Рубеж XIX–XX веков породил политическую гамму, утолщённую на правом фланге. Я проследил её контуры, исследуя партийные съезды, агитлистовки и полевые отчёты агентов полиции. Социальные корни Ускользающее равновесие между индустриализацией и аграрным укладом, рантом буржуазии и ресентиментом понижение сословий вызвало потребность в формах коллективной самозащиты. Так появились организации, апеллировавшие к «органическому» государству и нерасчленимому сообществу. Правые […]
Рубеж XIX–XX веков породил политическую гамму, утолщённую на правом фланге. Я проследил её контуры, исследуя партийные съезды, агитлистовки и полевые отчёты агентов полиции.

Социальные корни
Ускользающее равновесие между индустриализацией и аграрным укладом, рантом буржуазии и ресентиментом понижение сословий вызвало потребность в формах коллективной самозащиты. Так появились организации, апеллировавшие к «органическому» государству и нерасчленимому сообществу.
Правые клубы питались слоями с разными ожиданиями: ремесленники, служилые офицеры, духовенство, провинциальная интеллигенция. Их связывал страх перед пауперизацией, прозванной газетами «городским распадом». Эмоция стабилизировалась в лозунге «порядок через традицию».

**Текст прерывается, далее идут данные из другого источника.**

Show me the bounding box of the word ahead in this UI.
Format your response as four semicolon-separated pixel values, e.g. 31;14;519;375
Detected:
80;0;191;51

На выборах партии добивались успеха, опираясь на четвертушные земельные комитеты и союзы ветеранов. Сельская модель приходила в города, трансформируя аграрный патернализм в урбанистическую корпоративность.
Идеологический сплав
Доктрина сплавляла монархический легитимизм, католическую социологию и социальный дарвинизм. В текстах идеологов всплывал термин «этнизм» — трактовка нации как природного феномена, неподвластного юридическому разбору. Корпоративизм понимался не как сухая схема, а как «политическая органика», лишённая контрактного начала. Пара элитарная аудитория воспринимала этот язык как противоядие против абстракций масс-демократии.
Группы в Восточной Европе дополняли программу охранительным антикапитализмом: притязания ростовщиков приравнивались к моральному преступлению, а акционерное общество называлось «безликим монстром». Синкретизм соседствовал с милитаристским эстетицистским пафосом: парады, униформы, гербы возрождали архаику на уровне жеста.
Фигуры и харизма
Самыми заметными ораторами первых десятилетий стали Шарль Моррас, Альфред Гугенберг, Анджей Дмовский, Сергей Трушкин-Марков. Я изучал их стенограммы: вместо монотонной парламентской полемики они употребляли лирические тропы, апеллировали к памяти предков. Моррас говорил о «двойной аорте» Франции — крестьянстве и армии. Гугенберг оформлял газеты как тактическое оружие, превращая текст в марш.
Парламентская арифметика лишь фиксировала поверхностный успех правых. Гораздо глубже звучала культурная резонансность: школьные учебники включали рассказы о «нации-рыцаре», художники переносили на полотна романтическую версию прошлого, архитекторы декларировали отказ от гладких фасадов в пользу неостиля.
Межвоенный коллапс либеральных кабинетов закрепил наследие этих партий. Их кадры перешли в авторитарные администрации, их словарь проник в журналистику, их символика отложилась в массовой памяти. Я интерпретирую явление не как закостенелый археологический слой, а как движущийся пласт, питавший политическую культуру целого столетия.